Только Фончито вовсе не играл. Очень серьезный, он встал со стула, подошел к мачехе и положил руки к ней на ладони. Ощутив прикосновение его мягких, гладких ладошек, донья Лукреция вздрогнула. Руки у Фончито были маленькие, пальцы тонкие и длинные, бледно-розовые ногти тщательно подстрижены. Подушечки перепачканы то ли краской, то ли тушью. Донья Лукреция долго рассматривала ладони пасынка, пользуясь случаем, чтобы приласкать их.

— И вовсе они не уродливые, — заявила женщина наконец. — Хотя мыло и мочалка не помешали бы.

— Жаль, — мрачно произнес мальчик, убирая руки. — Значит, в этом мы с ним не похожи.

«Ну вот. Началось». Эта история повторялась из вечера в вечер.

— Объясни-ка поподробнее.

Фончито не было нужды упрашивать. Как мачехе наверняка известно, Эгон Шиле помешался на руках. Не только собственных, а на руках вообще, руках всех его моделей, мужчин и женщин. Нет, она об этом не знала. Через мгновение на коленях у доньи Лукреции оказался альбом с репродукциями. Ну, теперь-то она видит, какое отвращение Эгон Шиле питал к большому пальцу?

— К большому пальцу? — рассмеялась донья Лукреция.

— Присмотрись к портретам. Например, к Артуру Ресслеру, — горячо продолжал Фончито. — Или вот этот: «Двойной портрет генерального инспектора Генриха Бенеша с сыном Отто»; а вот еще Эрих Ледерер; и автопортреты. У моделей на каждой руке по четыре пальца. А большой спрятан.
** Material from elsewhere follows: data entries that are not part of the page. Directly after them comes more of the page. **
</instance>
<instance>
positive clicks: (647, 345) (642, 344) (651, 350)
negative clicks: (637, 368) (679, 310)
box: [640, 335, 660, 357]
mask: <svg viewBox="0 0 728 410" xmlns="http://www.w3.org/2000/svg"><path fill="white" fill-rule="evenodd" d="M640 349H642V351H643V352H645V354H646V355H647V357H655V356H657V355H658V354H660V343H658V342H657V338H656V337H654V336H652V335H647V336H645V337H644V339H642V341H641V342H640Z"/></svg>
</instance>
Это еще зачем? К чему скрывать большой палец? Потому что он самый уродливый? Или художник боялся нечетных цифр, думал, что они приносят несчастье? Или стыдился собственного деформированного пальца? Что-то с руками у Эгона Шиле было не в порядке; а иначе как объяснить, что на всех фотографиях он прячет их в карманах или принимает нелепые позы, скрючив пальцы, словно злая ведьма, протягивает их к фотографу, поднимает над головой или широко разводит в стороны, словно крылья? Художника волнуют все без исключения руки: мужские, женские, свои собственные. Неужели она и вправду не замечала этого раньше? Разве не удивительно, что у хрупких красивых натурщиц такие грубые, некрасивые руки с широкими ладонями и короткими пальцами? Вот, например, картина 1910 года, «Стоящая обнаженная с черными волосами».

— Смотри, у нее совершенно мужские руки с квадратными ногтями, совсем как у Шиле на автопортретах. И так почти со всеми, кого он писал. А еще «Стоящая обнаженная», тринадцатого года. Фончито перевел дух:

— Возможно, ты права, и он действительно был Нарциссом. Возможно, он вновь и вновь писал свои собственные руки, и не важно, кто был его моделью, мужчина или женщина.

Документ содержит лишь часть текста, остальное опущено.